Hydrogen transport in single-walled carbon nanotubes encapsulated by palladium

Abstract

Hydrogen transport and loading into single-walled carbon nanotubes (SWCNT) encapsulated by thin Pd layers onto a massive Pd substrate were studied using a complex of vacuum thermal desorption, cyclic voltammetry and ESR methods. By adding SWCNT the hydrogen capacity of the Pd–SWCNT composite under electrochemical loading increases as much as 25% relative to Palladium metal alone. This provides moderate growth in the gravimetric capacity of the total composite based on a massive Pd substrate.

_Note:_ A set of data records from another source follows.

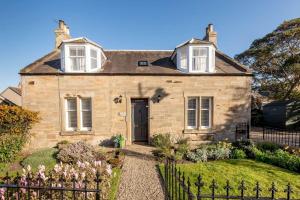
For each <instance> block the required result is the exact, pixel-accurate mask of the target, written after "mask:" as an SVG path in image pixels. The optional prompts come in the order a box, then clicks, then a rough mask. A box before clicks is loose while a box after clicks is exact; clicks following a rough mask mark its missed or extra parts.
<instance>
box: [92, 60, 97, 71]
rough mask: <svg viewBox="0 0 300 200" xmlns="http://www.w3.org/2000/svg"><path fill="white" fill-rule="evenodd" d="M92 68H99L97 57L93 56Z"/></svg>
mask: <svg viewBox="0 0 300 200" xmlns="http://www.w3.org/2000/svg"><path fill="white" fill-rule="evenodd" d="M91 68H92V69H95V68H97V59H94V58H91Z"/></svg>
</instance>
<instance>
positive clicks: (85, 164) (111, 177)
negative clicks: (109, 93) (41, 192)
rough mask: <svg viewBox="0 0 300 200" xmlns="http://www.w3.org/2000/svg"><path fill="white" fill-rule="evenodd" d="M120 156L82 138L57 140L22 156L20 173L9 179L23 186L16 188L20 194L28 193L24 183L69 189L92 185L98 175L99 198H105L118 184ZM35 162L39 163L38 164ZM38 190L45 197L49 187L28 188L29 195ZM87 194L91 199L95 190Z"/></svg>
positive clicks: (92, 198)
mask: <svg viewBox="0 0 300 200" xmlns="http://www.w3.org/2000/svg"><path fill="white" fill-rule="evenodd" d="M85 155H87V156H85ZM123 160H124V159H123V155H122V153H120V152H118V151H117V152H116V151H111V152H105V151H99V150H97V149H95V148H94V147H92V146H90V145H88V144H86V143H84V142H78V143H74V144H71V143H68V142H62V143H59V144H58V146H57V148H50V149H44V150H41V151H38V152H35V153H33V154H31V155H29V156H28V157H27V158H25V159H24V160H23V161H22V165H23V166H24V169H23V171H22V172H21V173H20V174H21V175H20V176H18V175H17V176H15V177H12V178H10V182H11V183H14V184H15V183H16V182H18V184H19V185H20V186H21V187H22V186H23V187H25V188H24V189H21V190H20V192H21V196H22V194H25V193H28V190H26V187H27V184H29V185H30V187H36V186H45V187H49V186H50V187H64V188H69V189H72V188H76V189H85V188H87V189H96V188H97V181H96V179H97V176H98V175H99V177H98V178H99V181H98V182H99V183H100V184H99V187H100V190H101V193H100V194H101V199H108V198H111V196H114V195H115V194H116V191H115V190H116V187H115V185H118V181H119V176H120V167H121V166H122V163H123ZM48 161H49V162H48ZM38 163H40V164H39V165H38ZM55 163H57V164H55ZM37 165H38V166H37ZM10 174H11V173H10ZM0 181H2V182H3V181H4V179H3V178H2V180H0ZM67 190H68V189H67ZM67 190H65V191H64V195H66V197H68V196H70V195H72V194H74V193H72V192H71V191H67ZM112 190H113V191H112ZM4 192H5V189H2V190H1V191H0V197H1V194H4ZM41 192H42V193H43V194H42V193H41ZM52 192H53V191H52ZM10 193H11V194H12V195H17V193H13V192H10ZM41 194H42V195H43V197H49V195H50V193H49V189H45V190H41V191H36V190H30V195H31V197H32V198H35V197H37V195H38V196H40V195H41ZM84 194H85V193H84V192H81V193H80V192H76V196H78V197H79V199H80V197H81V196H80V195H84ZM47 195H48V196H47ZM51 195H53V198H55V197H56V196H57V195H61V193H60V192H59V191H54V192H53V193H52V194H51ZM55 195H56V196H55ZM88 198H89V199H94V198H95V192H88Z"/></svg>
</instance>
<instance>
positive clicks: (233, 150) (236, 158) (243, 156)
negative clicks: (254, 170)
mask: <svg viewBox="0 0 300 200" xmlns="http://www.w3.org/2000/svg"><path fill="white" fill-rule="evenodd" d="M246 157H247V155H246V153H245V152H244V151H243V150H241V149H233V150H232V152H231V158H233V159H244V158H246Z"/></svg>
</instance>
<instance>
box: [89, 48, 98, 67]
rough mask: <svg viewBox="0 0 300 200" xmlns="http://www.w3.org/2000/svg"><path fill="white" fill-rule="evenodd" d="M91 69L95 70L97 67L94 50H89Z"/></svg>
mask: <svg viewBox="0 0 300 200" xmlns="http://www.w3.org/2000/svg"><path fill="white" fill-rule="evenodd" d="M90 54H91V55H90V56H91V69H96V68H97V67H98V53H97V50H96V49H91V53H90Z"/></svg>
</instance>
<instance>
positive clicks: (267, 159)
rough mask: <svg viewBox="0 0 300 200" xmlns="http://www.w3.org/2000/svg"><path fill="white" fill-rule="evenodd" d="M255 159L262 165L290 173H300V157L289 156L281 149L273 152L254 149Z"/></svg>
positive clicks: (276, 150)
mask: <svg viewBox="0 0 300 200" xmlns="http://www.w3.org/2000/svg"><path fill="white" fill-rule="evenodd" d="M254 152H255V159H256V160H258V161H261V162H264V163H268V164H272V165H275V166H278V167H282V168H285V169H288V170H291V171H295V172H300V157H298V156H296V155H291V154H290V153H288V152H286V151H283V150H281V149H279V150H276V151H275V152H273V153H272V152H263V151H261V150H258V149H254Z"/></svg>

The hydrogen binding energy in the SWCNT (eH=0.075eV/H-atom), estimated by studies of hydrogen transport in the Pd–SWCNT composite was lower than predicted for the Pd–SWCNT complex, but higher than the physisorption on the bare SWCNT. Using ESR we established that the Pd–Cx e-complexes formed at the wall of nanotube could be considered as hydrogen adsorption site, providing both high net gravimetric capacity and low hydrogen binding energy in the Pd encapsulated SWCNT. The results obtained provide an opportunity to probe a condensed hydrogen phase of nanometer scale confined in SWCNT, encapsulated by transition metals.